I haven’t brewed the beer myself so I can’t say if this result is normal, I’d guess you’re on the lower end of whats typical.[/quote]

Gravity readings were corrected for temperature. OG was 1.062 at 77F corrected to 1.064. FG was 1.002 at 78F corrected to 1.004.

And yes, mash was below 150. In fact, 90minutes at 148F.

cheers

That mash schedule is definitely a recipe for a well attenuated wort. Hopefully you’ll enjoy the product as is.

Temps got me good, lol.
I thought my patersbier (1.043)and a blonde (1.068) both went down to .002,
Till I remembered they were ~80 degrees.
Duh. Thought I had an infection that made 97% attenuation rocket fuel for a minute.

Good point, I didn’t notice paterbier was supposed to be 1.046 OG. Maybe the OP’s OG wasn’t that high? It’d still be high attenuation but the product wouldn’t have the potential to be quite so hot as far as the alcohol was concerned.

You’d need nearly 100% efficiency to get 1.064 from 9lb of malt in a 5gal batch. And it’d take a pretty large reduction in volume to get that high an OG.

[quote=“tom sawyer”]Good point, I didn’t notice paterbier was supposed to be 1.046 OG. Maybe the OP’s OG wasn’t that high? It’d still be high attenuation but the product wouldn’t have the potential to be quite so hot as far as the alcohol was concerned.

You’d need nearly 100% efficiency to get 1.064 from 9lb of malt in a 5gal batch. And it’d take a pretty large reduction in volume to get that high an OG.[/quote]

Actually, 3 gallon recipe, 6lbs of grain w/ 1.67qts/lb in the mash and another 9qts for the sparge.

In my 5 gallon tun, I routinely get 80-90% efficiency. It’s crazy. But, I think part of the reason is the small grain bill and relative high water/grain ratio although I know others go as high as 2qts/lb.

cheers

Gotcha, thats about 90% efficiency.

Why did you brew it at the higher gravty? I see patersbier is supposed to be a somewhat lower ABV beer. although suppose compared to a dubbel or tripel it is lower ABV!

[quote=“tom sawyer”]Gotcha, thats about 90% efficiency.

Why did you brew it at the higher gravty? I see patersbier is supposed to be a somewhat lower ABV beer. although suppose compared to a dubbel or tripel it is lower ABV![/quote]

TBH, it wasn’t intentional. I simply forgot to water it down. Because of the high efficiency, I normally will add water back so as to get the OG closer to expected. Just wasn’t thinking this time.

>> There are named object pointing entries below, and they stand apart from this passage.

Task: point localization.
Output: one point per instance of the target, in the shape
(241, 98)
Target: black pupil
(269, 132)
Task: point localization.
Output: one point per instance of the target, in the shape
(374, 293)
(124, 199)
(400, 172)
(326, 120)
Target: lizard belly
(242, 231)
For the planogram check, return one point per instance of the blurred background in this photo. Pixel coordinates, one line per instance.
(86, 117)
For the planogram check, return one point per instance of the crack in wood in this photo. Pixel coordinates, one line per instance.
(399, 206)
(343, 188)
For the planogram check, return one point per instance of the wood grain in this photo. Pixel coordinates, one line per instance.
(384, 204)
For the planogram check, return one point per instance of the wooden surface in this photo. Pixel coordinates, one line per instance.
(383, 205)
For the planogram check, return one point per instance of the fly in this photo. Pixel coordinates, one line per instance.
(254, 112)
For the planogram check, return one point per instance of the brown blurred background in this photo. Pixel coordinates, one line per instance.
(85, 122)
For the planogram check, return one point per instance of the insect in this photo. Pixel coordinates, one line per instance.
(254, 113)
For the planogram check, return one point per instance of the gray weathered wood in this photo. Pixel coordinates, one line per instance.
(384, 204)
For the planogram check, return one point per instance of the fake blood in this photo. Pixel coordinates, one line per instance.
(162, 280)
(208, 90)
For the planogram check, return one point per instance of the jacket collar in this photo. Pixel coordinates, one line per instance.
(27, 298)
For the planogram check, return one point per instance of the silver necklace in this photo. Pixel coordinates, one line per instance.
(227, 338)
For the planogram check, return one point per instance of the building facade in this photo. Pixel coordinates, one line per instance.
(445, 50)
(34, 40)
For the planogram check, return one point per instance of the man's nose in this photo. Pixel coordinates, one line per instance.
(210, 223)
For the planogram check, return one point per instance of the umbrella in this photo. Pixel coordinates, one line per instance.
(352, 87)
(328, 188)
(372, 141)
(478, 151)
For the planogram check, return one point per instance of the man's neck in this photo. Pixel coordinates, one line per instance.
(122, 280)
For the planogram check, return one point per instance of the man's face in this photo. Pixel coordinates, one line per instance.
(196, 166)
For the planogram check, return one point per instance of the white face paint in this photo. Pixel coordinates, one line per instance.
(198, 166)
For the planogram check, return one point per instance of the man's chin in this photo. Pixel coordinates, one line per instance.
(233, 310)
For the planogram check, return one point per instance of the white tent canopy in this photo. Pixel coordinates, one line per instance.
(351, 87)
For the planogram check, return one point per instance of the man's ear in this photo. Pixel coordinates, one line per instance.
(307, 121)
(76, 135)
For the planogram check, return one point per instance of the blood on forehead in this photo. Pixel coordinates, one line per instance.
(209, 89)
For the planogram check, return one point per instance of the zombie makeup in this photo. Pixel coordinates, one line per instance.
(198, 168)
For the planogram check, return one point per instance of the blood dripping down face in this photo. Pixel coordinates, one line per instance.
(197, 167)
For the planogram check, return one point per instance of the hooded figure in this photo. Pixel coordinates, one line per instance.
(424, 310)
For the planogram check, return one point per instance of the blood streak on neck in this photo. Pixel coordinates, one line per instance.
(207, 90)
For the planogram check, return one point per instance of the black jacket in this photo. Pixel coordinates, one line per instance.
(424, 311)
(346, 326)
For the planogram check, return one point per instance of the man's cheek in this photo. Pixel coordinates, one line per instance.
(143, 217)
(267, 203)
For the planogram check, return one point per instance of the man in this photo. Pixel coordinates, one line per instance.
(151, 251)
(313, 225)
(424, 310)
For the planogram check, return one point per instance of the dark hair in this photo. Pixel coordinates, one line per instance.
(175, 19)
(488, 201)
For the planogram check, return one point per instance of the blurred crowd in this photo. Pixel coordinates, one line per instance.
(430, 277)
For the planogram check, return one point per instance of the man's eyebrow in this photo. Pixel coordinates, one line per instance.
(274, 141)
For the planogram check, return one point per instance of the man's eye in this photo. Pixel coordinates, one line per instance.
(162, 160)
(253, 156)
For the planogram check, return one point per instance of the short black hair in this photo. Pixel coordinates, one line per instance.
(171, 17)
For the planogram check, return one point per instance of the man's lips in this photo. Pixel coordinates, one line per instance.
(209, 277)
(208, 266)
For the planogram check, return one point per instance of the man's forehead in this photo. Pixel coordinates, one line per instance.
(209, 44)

What I really need to do is recalculate the grain quantities to account for the higher efficiency rather than simply cutting a 5 gallon recipe to 60% for 3 gallons.

:cheers:

Careful, a few of those could put you too drunk to monk.
Mine tastes potentially good,
I cut the pils back some and got it back to S.G. with a # of honey.
I tried one so far, alas it was probably only halfway to the targeted 3.2 volumes. Give it a couple more weeks.
Seemed nicely biscuity, dry, with some nice esters.
Should really pop when it gets carbed all the way.